Proposed interactions between RNA editing and chloroplast signaling. In well-functioning photosynthetic cells (Left), chlorophyll accumulates in the thylakoid membranes (green), and chloroplasts perform photosynthesis. The GUN1 protein does not accumulate and thus the chloroplast-to-nucleus signaling that depends on GUN1 is not active. MORF2 contributes to RNA editing (green arrow) and interacts with OPT81, OPT84, and YS1. Light signaling, tissue-specific signals, and the circadian rhythm (not shown) drive high-level expression of PhANGs (black arrow), which promotes chloroplast function. Blocking chloroplast biogenesis at a stage resembling the proplastid leads to the development of dysfunctional photosynthetic cells (Right) containing dysfunctional chloroplasts that do not accumulate chlorophyll or perform photosynthesis. In these cells, GUN1 accumulates and regulates RNA editing by interacting with MORF2 (red arrow). Abnormal RNA editing activates a chloroplast-to-nucleus signaling mechanism that down-regulates PhANG expression (red T-bar). Similarly, GUN1 accumulates during the early stages of leaf development—before chloroplast biogenesis is completed (11)—and regulates RNA editing and chloroplast-to-nucleus signaling as it does in dysfunctional photosynthetic cells.
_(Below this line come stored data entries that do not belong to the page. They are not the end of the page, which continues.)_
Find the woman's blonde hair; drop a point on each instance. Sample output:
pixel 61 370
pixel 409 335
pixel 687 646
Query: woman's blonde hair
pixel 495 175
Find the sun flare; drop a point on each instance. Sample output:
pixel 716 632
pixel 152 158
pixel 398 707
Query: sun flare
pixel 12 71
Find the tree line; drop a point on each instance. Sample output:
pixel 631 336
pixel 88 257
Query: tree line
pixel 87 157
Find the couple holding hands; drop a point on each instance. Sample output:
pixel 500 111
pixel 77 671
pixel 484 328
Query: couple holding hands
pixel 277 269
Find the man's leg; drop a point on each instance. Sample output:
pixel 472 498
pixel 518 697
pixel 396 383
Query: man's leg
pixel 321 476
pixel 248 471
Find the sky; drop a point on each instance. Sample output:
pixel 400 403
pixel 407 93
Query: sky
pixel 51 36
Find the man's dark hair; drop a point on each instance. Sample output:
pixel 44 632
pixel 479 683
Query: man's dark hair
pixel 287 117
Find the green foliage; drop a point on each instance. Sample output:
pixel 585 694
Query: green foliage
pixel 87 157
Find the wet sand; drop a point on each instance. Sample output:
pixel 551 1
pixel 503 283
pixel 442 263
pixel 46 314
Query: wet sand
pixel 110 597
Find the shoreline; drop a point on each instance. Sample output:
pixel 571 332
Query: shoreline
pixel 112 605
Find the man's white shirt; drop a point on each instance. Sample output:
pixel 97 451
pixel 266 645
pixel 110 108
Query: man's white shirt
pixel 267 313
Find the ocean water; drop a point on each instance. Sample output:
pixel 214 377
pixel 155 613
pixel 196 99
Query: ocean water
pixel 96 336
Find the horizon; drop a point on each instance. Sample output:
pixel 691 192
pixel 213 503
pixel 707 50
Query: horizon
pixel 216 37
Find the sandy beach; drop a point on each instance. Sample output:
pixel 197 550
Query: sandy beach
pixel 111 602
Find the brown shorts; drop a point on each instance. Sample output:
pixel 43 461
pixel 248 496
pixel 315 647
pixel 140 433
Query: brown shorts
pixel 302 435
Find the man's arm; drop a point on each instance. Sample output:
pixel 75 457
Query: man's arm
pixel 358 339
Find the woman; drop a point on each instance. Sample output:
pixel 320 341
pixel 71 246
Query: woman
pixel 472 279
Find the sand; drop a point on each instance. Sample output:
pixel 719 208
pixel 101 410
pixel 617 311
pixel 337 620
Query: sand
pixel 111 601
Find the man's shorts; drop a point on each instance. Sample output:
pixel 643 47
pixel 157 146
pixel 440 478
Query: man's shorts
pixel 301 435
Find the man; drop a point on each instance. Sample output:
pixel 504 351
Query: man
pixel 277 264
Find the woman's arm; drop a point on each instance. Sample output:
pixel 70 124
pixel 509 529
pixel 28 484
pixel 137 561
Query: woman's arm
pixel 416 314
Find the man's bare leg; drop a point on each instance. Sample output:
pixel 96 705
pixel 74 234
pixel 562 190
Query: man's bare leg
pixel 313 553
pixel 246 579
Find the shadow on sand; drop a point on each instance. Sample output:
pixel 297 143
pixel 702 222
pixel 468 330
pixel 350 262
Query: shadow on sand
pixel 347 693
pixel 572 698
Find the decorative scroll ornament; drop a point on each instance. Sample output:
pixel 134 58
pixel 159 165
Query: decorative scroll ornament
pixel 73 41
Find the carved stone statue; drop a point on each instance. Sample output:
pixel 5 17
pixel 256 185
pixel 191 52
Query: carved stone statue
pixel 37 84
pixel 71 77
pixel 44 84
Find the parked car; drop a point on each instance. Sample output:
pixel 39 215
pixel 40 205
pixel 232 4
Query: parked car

The data from Zhao et al. (4) have a number of implications. For instance, the overexpression of MORF2 induces a gun phenotype when chloroplast biogenesis is blocked with a norflurazon treatment and not when chloroplast biogenesis is blocked with a lincomycin treatment. Only gun mutants with deficiencies in tetrapyrrole metabolism were previously reported to exhibit gun phenotypes when treated with norflurazon but not when treated with lincomycin. These data and genetic interactions between mutant alleles of GUN1 and tetrapyrrole signaling mutants are consistent with connections between tetrapyrrole-influenced chloroplast-to-nucleus signaling and RNA editing. In contrast, gun1 mutants exhibit gun phenotypes when chloroplast biogenesis is blocked with either norflurazon or lincomycin and when chloroplast dysfunction is induced with other mechanistically distinct procedures. These data and the observation that MORF2 overexpression lines have weaker gun phenotypes than gun1 mutants indicate that the interactions between GUN1 and MORF2 represent only one component of GUN1-dependent chloroplast-to-nucleus signaling. This work may also help us to advance our understanding of the integration of light and chloroplast signaling (1). Tetrapyrrole signaling was reported in untreated dark-grown seedlings but not in untreated light-grown seedlings that were deficient in one of the σ subunits of the plastid-encoded RNA polymerase (9). Thus, this σ-subunit mutant may provide a useful system for studying the influence of light-regulated development on the potential interactions between tetrapyrrole signaling and RNA editing. In addition to stimulating new research directions such as these, the breakthrough described by Zhao et al. (4) provides the clarity needed to propose any number of specific experiments that may lead to even more mechanistic insight into the chloroplast signaling defined by the GUN genes.